World Neurosurg. 2017 Jun 14;:

Authors: Gutkowska O, Martynkiewicz J, Mizia S, Bąk M, Gosk J

Abstract
BACKGROUND: Injury to the infraclavicular brachial plexus is an uncommon but serious complication of shoulder dislocation. This work aims to determine the effectiveness of operative treatment in patients with this type of injury.
METHODS: Thirty-three patients (26 males,7 females; mean age 45 years 3 months) treated operatively for brachial plexus injury resulting from shoulder dislocation between the years 2000-2013 were included in this retrospective case series. Motor function of affected limbs was assessed pre- and postoperatively with the use of BMRC (British Medical Research Council) scale. Sensory function in the areas innervated by ulnar and median nerves was evaluated with BMRC scale modified by Omer and Dellon and in the remaining areas with Highet's classification. Follow-up lasted 2-10 years (mean,5.1 years).

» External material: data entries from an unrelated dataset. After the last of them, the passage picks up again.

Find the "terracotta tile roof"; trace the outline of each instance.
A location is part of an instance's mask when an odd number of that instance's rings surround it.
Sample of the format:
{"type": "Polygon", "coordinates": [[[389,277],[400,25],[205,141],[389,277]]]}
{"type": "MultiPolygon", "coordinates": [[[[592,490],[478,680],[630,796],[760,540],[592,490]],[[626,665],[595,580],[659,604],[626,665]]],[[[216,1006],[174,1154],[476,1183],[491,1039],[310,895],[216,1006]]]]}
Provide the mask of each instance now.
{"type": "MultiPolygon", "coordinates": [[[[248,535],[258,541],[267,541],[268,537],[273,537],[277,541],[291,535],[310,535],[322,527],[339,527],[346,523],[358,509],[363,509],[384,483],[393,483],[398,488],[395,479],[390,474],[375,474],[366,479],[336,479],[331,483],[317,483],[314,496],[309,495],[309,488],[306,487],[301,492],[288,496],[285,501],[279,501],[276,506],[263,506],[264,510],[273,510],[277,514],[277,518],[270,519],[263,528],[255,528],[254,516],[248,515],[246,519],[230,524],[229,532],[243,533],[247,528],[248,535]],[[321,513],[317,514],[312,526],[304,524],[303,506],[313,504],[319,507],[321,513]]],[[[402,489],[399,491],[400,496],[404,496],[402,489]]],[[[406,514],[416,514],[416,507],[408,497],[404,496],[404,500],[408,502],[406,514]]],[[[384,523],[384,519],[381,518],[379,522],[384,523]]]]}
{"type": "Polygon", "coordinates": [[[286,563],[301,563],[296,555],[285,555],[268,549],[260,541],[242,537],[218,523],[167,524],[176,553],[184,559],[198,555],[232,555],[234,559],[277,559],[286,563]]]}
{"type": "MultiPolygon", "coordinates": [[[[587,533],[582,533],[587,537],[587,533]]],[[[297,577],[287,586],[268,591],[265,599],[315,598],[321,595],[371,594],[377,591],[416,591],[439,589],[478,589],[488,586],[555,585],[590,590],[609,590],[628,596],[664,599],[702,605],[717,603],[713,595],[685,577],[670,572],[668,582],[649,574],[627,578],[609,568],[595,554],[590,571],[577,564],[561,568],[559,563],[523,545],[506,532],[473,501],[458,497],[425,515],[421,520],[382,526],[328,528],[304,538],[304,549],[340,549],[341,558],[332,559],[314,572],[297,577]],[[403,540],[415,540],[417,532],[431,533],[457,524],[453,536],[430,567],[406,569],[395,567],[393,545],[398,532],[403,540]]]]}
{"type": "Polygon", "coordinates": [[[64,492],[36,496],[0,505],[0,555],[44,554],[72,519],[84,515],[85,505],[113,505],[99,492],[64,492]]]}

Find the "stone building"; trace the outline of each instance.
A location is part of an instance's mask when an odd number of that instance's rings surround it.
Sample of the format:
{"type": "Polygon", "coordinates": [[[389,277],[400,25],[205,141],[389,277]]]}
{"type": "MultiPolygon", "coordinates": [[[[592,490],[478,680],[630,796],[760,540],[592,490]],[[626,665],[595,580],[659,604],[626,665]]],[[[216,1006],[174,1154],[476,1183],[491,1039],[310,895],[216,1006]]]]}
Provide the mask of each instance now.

RESULTS: Good postoperative recovery of nerve function was observed in 100% of musculocutaneous, 93.3% of radial, 66.7% of median, 64% of axillary and 50% of ulnar nerve injuries. No recovery was observed in 5.6% of median, 6.7% of radial, 10% of ulnar and 20% of axillary nerve injuries. Injury to a single nerve was associated with worse treatment outcome than multiple nerve injury.
CONCLUSIONS: Obtaining improvement in peripheral nerve function after injury resulting from shoulder dislocation may require operative intervention. The type of surgical procedure depends on intraoperative findings: sural nerve grafiting in cases of neural elements' disruption, internal neurolysis when itraneural fibrosis is observed and external neurolysis in the remaining cases. The outcomes of surgical treatment are good and the risk of intra- and postoperative complications is low.